No one wants broken links on their site. Here's an easy way to check for 404 errors among the links on your website. First, you'll want to run this wget command:

wget -o ~/output.txt -r -l 10 --spider http://yoursite.com

This will run wget recursively up to ten links deep. This means it finds each link on http://yoursite.com and tests if they exist, then checks each link on the pages it just tested up to a path of 10 pages from the original. The --spider flag tells wget to refrain from downloading the pages, but just check to see if they exist.

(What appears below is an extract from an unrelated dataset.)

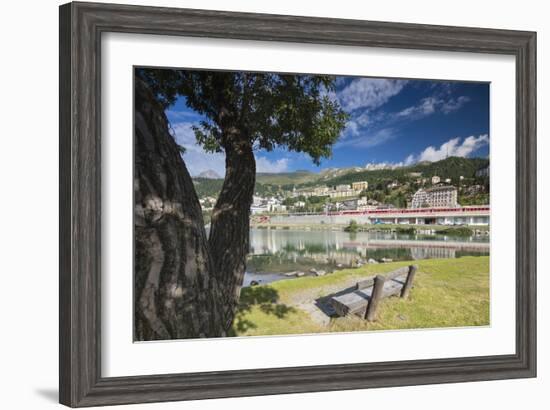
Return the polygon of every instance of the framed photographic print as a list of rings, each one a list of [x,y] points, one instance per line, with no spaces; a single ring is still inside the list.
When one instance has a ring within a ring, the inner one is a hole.
[[[536,375],[536,34],[60,7],[60,402]]]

Be aware that this may take a long time depending on the number of pages on your site. One site I crawled took multiple hours, checking over 5,000 dynamically build pages. This site takes about 3 seconds to crawl with wget with over 300 static urls to check.

To look through the output file for 404 errors, use this chain of commands:

grep -B 2 "404 Not Found" ~/output.txt | grep http:// | cut -d " " -f 4 | sort -u

This will search the file for "404 Not Found", then grab the relevant url and display only the unique urls that were encountered.

You can also feed wget a cookie if you have a site that uses that for authentication. I used this a Chrome extension called cookie.txt export to grab my session cookie. It even outputs the cookies into a wget-compatible text block.

You can easily adjust the second command to look for other http error codes by replacing the "404 Not Found" with your desired code ("500 Internal Server Error", etc).